Banking with principles
Which brings me in a roundabout way to sustainable banking. Given the absurd remuneration packages, general incompetence etc. etc. of too many of the high street banks, I can't bring myself to feed their voracious maws with my investment morsels, puny as they are.
Sustainable banks I can, however, back for the most selfish of reasons -- it makes me feel good to do so.
Institutions such as Netherland-headquartered, UK-branched Triodos Bank and the rest of its 13-strong group around the world do business under the irresistible, post-financial crisis motto of "people, planet and profit".
And they are profitable. Although Triodos will never worry the likes of Barclays (LSE: BARC) -- its UK branch loaned upwards of £500m last year -- it hiked operating profit by 20% last year through loans to such admirable projects as a solar-powered dairy farm in Glastonbury and an old people's home in Abbeyfield.
Every single loan made in the financial year is explained in the annual report so investors can see the bank's as good as its motto.
The numbers are pretty impressive too. How about a capital ratio of 14.7%, way ahead of the Basle III timetable, and a 20% jump in customers last year? Triodos pays a divvie of just under 2%, too.

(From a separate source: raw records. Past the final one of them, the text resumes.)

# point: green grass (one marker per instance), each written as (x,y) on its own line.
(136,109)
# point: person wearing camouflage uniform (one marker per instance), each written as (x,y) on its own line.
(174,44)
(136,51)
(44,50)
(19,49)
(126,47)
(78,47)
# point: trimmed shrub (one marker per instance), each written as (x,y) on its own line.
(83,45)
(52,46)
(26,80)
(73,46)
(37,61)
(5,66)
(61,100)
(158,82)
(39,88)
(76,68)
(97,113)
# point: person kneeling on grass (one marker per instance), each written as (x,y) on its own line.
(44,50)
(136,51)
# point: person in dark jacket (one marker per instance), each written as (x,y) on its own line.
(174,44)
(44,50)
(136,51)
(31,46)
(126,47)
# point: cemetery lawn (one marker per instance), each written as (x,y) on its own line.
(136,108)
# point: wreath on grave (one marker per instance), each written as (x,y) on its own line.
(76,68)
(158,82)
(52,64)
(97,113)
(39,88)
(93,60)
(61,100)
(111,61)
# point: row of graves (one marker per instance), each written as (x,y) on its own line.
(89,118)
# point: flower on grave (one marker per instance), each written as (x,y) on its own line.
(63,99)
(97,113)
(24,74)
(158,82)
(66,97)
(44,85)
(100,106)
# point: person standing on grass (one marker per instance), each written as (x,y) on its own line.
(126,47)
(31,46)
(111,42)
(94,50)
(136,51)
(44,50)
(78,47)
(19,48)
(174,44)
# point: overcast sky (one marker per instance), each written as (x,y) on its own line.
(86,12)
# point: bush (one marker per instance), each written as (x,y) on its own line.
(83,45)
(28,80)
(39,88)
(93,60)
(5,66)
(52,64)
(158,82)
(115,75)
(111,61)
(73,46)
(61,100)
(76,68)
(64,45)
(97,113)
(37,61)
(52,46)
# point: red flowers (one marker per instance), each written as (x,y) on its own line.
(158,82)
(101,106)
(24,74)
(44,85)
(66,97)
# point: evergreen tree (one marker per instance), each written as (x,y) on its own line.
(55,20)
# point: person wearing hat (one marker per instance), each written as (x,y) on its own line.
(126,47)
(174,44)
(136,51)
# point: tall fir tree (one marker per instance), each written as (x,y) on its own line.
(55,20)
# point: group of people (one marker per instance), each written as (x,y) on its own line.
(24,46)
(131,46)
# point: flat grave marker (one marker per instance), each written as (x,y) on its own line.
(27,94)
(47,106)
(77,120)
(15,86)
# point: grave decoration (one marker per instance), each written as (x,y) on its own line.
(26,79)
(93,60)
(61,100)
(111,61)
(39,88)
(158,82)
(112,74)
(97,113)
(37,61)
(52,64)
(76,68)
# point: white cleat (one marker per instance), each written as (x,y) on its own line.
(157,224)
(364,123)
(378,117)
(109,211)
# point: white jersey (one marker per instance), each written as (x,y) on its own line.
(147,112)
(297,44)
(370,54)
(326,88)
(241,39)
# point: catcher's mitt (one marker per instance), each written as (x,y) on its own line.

Sustainable banks like Triodos, Alternative Bank Switzerland, Italy's Banca Etica, Peru's Mibanco, Canada's Vancity, Norway's Cultura Bank and America's New Resource Bank aren't ethical investments. They're sustainable investments, the difference being that the former refuses to put money into projects that do harm while the latter invests only in those that do good. It's called "negative screening" versus "positive screening".
As well as offering the usual services of a bank from loans to accounts, they're giving do-gooding a good name. Alternative Bank Switzerland proudly lists the number of women it employs (42 out of 80). Banca Etica sells cards tied to Amnesty International. Canada's Vancity opened its doors 60 years ago to serve a poor community shunned by mainstream banks and, way ahead of its time, made loans to women without male co-signatories. Several of them, like Mibanco, are big microfinance lenders.
And they seem to be on a roll. America's New Resource Bank is only four years old but total assets have gone from practically nothing to $155m, all while improving total risk-based capital ratio to 17.4% -- HSBC's (LSE: HSBA) is 12.1% by way of comparison. Vancity's return on equity is 7.3%, marginally ahead of Barclays.
There's certainly good returns to be had from good-time companies but, as financial consultancy Celent pointed out in March, the socially responsible market is going places too. In Europe, investment is heading for €2 trillion.
And yet we can see all too clearly we also need fighter planes and missiles. It's enough to drive a man to drink!